Day 5: After a cold and dewey night with brilliant stars, we had a leisurely start to the morning. We were on the water by 9.15am with a stiff, cool ESE wind allowing us to sail up the prong to our former campsite near the tip. We had a morning tea break and searched for Ken’s lost paraphernalia from the earlier visit. Ken tended to leave gear scattered around various strategic parts of Shark Bay…. We continued on and rounded the prong before paddling directly into a 12kn ESE headwind 6.5km over to Heirisson Prong. Kevin had us adopt a group diamond formation, in order to maintain communication and group strength in the event of the conditions worsening. This worked well and we practiced swapping positions in the formation. We reached our destination in one hour. We selected a camp just south of the prong tip and had most of the arvo to set up camp, lunch, then leisure in sunny, sheltered conditions. Kevin checked-in with ACRM in Denham and received a weather forecast of 13kn ENE headwinds for the following morning, declining only in the afternoon. Fishing yielded little catch with Helen landing one bream. The final meal for many was dehy. Ken’s life stories continued before we retired to bed.

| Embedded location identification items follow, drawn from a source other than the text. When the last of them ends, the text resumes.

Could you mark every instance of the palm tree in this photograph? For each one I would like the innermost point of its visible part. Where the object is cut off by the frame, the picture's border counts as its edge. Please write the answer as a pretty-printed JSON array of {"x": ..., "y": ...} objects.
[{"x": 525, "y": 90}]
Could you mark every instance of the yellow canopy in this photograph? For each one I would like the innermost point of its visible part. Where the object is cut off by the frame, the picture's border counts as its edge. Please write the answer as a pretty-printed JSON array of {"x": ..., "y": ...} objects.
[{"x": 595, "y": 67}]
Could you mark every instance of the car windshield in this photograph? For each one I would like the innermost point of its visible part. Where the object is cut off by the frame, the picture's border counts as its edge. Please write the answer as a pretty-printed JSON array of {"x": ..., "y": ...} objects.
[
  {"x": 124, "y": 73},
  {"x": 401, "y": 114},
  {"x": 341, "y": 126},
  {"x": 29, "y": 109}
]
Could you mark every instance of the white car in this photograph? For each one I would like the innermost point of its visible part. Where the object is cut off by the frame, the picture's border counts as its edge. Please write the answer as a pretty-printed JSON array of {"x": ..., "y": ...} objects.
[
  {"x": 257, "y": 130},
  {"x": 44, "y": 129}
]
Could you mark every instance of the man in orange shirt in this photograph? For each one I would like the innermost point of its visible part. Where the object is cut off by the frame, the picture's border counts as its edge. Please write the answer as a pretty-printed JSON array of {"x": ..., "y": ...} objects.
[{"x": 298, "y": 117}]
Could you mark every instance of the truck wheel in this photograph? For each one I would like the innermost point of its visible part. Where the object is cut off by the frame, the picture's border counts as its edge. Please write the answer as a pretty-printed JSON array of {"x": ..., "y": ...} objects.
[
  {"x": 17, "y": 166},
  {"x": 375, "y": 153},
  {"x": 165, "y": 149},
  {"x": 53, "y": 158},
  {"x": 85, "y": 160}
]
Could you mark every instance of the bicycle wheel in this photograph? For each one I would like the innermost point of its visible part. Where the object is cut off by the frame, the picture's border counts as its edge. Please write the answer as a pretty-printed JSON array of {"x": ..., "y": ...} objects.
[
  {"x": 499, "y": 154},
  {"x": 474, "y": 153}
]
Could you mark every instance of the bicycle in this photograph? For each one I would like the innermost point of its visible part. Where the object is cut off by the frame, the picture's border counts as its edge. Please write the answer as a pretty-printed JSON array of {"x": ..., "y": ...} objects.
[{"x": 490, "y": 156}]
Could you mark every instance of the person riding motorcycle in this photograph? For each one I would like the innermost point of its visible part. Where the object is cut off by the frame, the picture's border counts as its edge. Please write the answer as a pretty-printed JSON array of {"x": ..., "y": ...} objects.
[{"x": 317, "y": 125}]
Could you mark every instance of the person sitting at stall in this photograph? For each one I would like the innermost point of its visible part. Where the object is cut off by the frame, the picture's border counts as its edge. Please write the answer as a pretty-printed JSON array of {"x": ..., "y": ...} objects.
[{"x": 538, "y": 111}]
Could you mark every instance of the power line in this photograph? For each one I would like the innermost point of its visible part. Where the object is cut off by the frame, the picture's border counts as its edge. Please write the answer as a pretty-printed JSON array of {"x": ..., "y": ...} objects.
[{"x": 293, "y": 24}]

Day 6: We awoke to a fine day and a light E breeze. We packed up for the final time and talked through scenarios should conditions turn rough for the 20km return crossing to Denham. We were on the water at 9.30am and after a warm-up, we started in a group diamond formation again with Judy leading us into an initial 12kn headwind. This soon lightened off to <8kn and decreased further. We paddled in loose formation and had breaks every 5km. Kevin taught us the phonetic alphabet en route and we played eye-spy to wile away the kms. 8km out from Denham, we entered into a zone of strengthening SW breeze and were able to put sails up for a lucky push home. It was great to reach land again after 3.5hrs sitting in kayaks and to safely conclude the trip. After unpacking gear into vehicles, we returned to the Shark Bay Campground via the bakery. The local pub provided us with a pleasant last supper together before we parted ways the following day.
We completed 105km of paddling overall and were quite lucky with the winds, apart from the one day the front came through. For me, the trip highlights were the great group camaraderie and the fact that we had this massive wilderness area to ourselves, with only a couple of fisherman seen in the distance most days. A special thank-you to Kevin for organising and for leading the trip with a balanced style that blended flexibility with safety. The voluntary ACRM base support in Denham was much appreciated.